Monday, 11th January, 1915.
Several families from Degala are camped in our parlour, and the night before last Victoria, one of the women, came to me and said an old woman had just come in who didn’t seem able to answer anything she asked her. I found her crouched in a corner of the hall. She said she was so cold. At first she couldn’t eat, but after drinking some tea she improved. We had absolutely no place but a stone floor for her; but we took up a carpet from my bedroom, rolled her up in it in the upper hallway, and she went to sleep. She was the janitress of our church in Barbaroud, fifteen miles to the south. The Kurds did their worst there several days ago, and she had escaped, barefooted, almost naked, and without food. She died a day or two later.
One poor woman, who had both husband and son killed, has gone crazy, and we haven’t any place to put her but a dark closet under the stairway. At midnight I was awakened by her pounding on the door. She has a nursing baby. Thank God, to-day they took her to the hospital, where they can care for her a little better than here. (She died two days later.) At the College compound, where the hospital is, they have only about two thousand, and we have perhaps twelve thousand, and every day more are coming. Those who have been hiding with Moslem friends are coming to us day by day, and we haven’t any place to put them. We have not been able to take the dead from our yards, so we are burying them in the little yard by the side of the church—twenty-seven so far. Some die every day, and there is no shroud or coffin for them.
Evening.
We have just had a Praise Meeting in the parlour with fifty or sixty who could gather from the halls and rooms near, and we feel more cheerful. We thought if Paul and Silas, with their stripes, could sing praises in prison, so could we.
Wednesday, 13th January.
Since Monday, the 4th, we have been giving out bread. In the morning we sell to those who have money, and in the afternoon give free bread to those who cannot buy, disposing of over four tons of bread a day. Practically all the refugees from the city have their own food, and some from the villages, too. We buy our bread from the bazaar (market), and a very efficient and willing young Syrian has been attending to the weighing and giving out, while groups of other young men have been selling and distributing. The only things we have had for carrying the bread are our clothes-baskets and old tin bath-tubs, and they are doing good service. We have received some gifts of food for the refugees from Moslems. One man gave over six hundred pounds of meat, which we cooked and gave out in one section, but it is very difficult to distribute anything except bread among so large a number. I am speaking only of what we are doing here in this compound, where by far the larger number of refugees are. They are doing similar work in Sardari (the Boys’-School premises) and at the College compound. Mr. McDowell is looking after sanitary conditions and the streams of water flowing through the yards, which furnish the only drinking water for the crowds, and conditions are much improved.
There are hundreds of mountaineers who have no place to go to. Before this affair they were distributed among the villages, and we had established a number of schools especially for them. These people had been driven from their homes by the Kurds early in the autumn. Many of them seem little better than animals—dirty, lazy, satisfied with any hole to lie in and just enough bread to keep their stomachs comfortable.

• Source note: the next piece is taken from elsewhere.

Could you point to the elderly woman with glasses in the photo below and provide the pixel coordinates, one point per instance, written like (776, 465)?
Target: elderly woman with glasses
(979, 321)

Of course, they are not all of this sort, but we have several hundred that are. They are chiefly crowded into the church and our large school-room. The people who are suffering most are those who have been accustomed to the comforts and decencies of life, who are crowded together like cattle, without sufficient clothing or food.

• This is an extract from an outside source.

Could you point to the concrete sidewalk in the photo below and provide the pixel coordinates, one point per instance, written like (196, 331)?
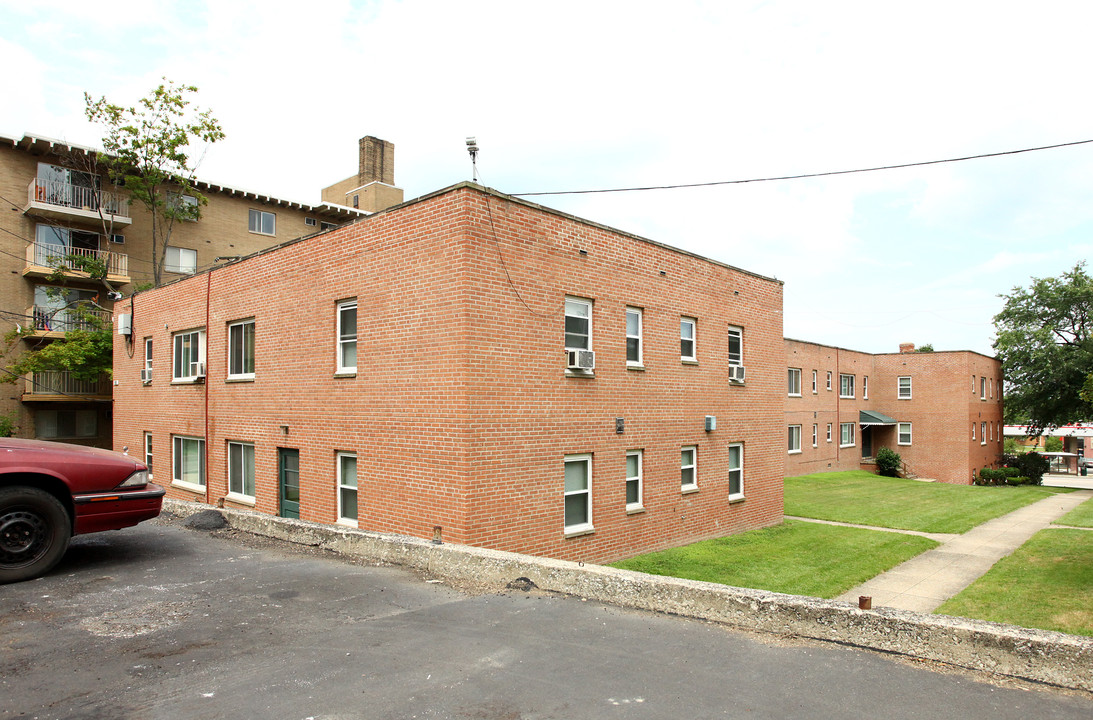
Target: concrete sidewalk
(927, 580)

The day after the flight from Geogtapa we went with a basket of bread to one of the larger rooms of the Press, which was filled with self-respecting people who had the day before been in comfortable circumstances, but who had fled with nothing, or had been robbed of whatever they had tried to bring with them. When they saw the bread for distribution, they began to cry and cover their faces, and we had to drop the bread into their laps—they didn’t reach out for it. Of course, we assured them that under such circumstances, it was no shame to eat the bread of charity.